Let’s look first at what Spencer means by “White Zionism”. This is how he put it at an alt-right gathering in 2013:
“For us ‘immigration’ is a proxy for race. In that way, immigration can be good or bad: it can be a conquest (as it seems now) . . . or a European in-gathering, something like White Zionism. It all depends on the immigrants. And we should open our minds to the positive possibilities of mass immigration from the White world.”
More recently, Spencer told the notorious alt-right gathering in Washington D.C. something very similar as he told Hillel rabbi Matt Rosenberg at Texas A&M University:
“The Jews exist precisely because they were apart, precisely because they had, maybe you could say, a bit of paranoia about trying to stay away — please don’t quote paranoia,” Spencer said.”
Right, let’s not quote “paranoia” – it’s perhaps not the best word to describe the results of more than a thousand years of antisemitism…
But in any case, others at the gathering agreed that the Jews provided an excellent example for white nationalists. As one participant put it: “The opposition to intermarriage. The creation of their own state. The recreation of their language. This is the greatest triumph of racial idealism in history.”
So let’s start with intermarriage (and leave aside that I’m writing this as a naturalized non-Jewish Israeli citizen who “intermarried” with a Jew). While the alt-right hopes to be able to mainstream their ideas under President Trump, they presumably know that Trump’s daughter Ivanka converted to Judaism and married a Jew. So if white nationalists want to emulate Jews, they’ve surely developed some ideas about how non-Whites can convert to being white? And another interesting question: what language do white nationalists plan to recreate?
Anyway, to clarify things a bit more, I thought white nationalists might find it useful to contemplate this image before praising Israel for any supposed “greatest triumph of racial idealism in history”…
Mhm, you think this is how white nationalists would want their army to look? And, incidentally, how do you think white nationalists would feel if they knew the story of former Israeli president Moshe Katsav, who was found guilty of sexual offenses and sentenced to a lengthy prison term by a well-respected Christian Arab judge?
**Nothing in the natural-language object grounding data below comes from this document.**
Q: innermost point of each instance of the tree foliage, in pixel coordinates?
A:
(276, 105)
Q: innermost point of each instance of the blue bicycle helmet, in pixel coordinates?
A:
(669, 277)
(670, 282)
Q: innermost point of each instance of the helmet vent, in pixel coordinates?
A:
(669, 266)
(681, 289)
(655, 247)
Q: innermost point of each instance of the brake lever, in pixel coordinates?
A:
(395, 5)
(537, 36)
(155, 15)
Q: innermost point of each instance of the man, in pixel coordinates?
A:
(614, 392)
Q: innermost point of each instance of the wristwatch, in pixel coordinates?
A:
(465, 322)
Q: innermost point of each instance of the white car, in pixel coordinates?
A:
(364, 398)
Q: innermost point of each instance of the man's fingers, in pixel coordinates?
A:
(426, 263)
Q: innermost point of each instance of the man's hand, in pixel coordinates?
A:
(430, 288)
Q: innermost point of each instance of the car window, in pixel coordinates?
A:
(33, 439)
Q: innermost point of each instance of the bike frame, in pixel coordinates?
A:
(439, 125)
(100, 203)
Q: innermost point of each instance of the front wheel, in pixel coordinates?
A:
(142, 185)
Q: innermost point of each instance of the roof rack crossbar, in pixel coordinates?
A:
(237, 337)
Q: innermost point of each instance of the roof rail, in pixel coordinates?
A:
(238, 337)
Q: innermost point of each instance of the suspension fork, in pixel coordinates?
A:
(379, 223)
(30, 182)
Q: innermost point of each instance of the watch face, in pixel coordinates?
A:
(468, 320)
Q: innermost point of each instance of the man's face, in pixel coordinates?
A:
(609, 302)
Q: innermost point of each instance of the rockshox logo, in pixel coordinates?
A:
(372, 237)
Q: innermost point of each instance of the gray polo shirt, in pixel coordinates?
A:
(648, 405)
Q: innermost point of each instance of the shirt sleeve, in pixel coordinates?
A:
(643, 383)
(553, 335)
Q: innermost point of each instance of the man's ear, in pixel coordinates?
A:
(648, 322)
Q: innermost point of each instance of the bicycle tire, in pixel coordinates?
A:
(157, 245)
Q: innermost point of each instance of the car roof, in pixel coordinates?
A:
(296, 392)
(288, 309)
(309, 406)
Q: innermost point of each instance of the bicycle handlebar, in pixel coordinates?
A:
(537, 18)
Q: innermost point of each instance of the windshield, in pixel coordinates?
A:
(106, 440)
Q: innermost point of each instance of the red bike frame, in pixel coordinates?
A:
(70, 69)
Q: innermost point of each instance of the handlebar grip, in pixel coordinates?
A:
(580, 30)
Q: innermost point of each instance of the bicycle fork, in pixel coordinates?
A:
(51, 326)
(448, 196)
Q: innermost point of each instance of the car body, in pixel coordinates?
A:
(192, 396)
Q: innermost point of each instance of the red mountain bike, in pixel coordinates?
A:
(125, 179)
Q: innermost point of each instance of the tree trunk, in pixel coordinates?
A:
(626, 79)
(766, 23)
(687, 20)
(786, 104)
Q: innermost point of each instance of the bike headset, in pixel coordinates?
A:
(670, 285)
If white nationalists see Israel as their example, maybe we should expect that they’ll have well-respected Black Muslim judges in their state?
I could go on, but I agree with Gilead Ini’s recent remark on Twitter: taking the alt-right’s professed admiration for the world’s only Jewish state seriously, and trying to show how insincere and uninformed it is, may not make more sense than countering other libels, like “arguing that Zionism isn’t Nazism or that Jews don’t drink blood.”
But the alt-left’s eagerness to embrace the alt-right’s fantasy of Israel as a validation of campaigns aimed at eliminating the world’s only Jewish state shows how alike both fringes are: the alt-right wants a white state without Jews, the alt-left wants a world without a Jewish state – and if their respective visions were to come true, the alt-right couldn’t care less about the fate of Jews in the diaspora, while the alt-left couldn’t care less about the fate of Jews in Israel.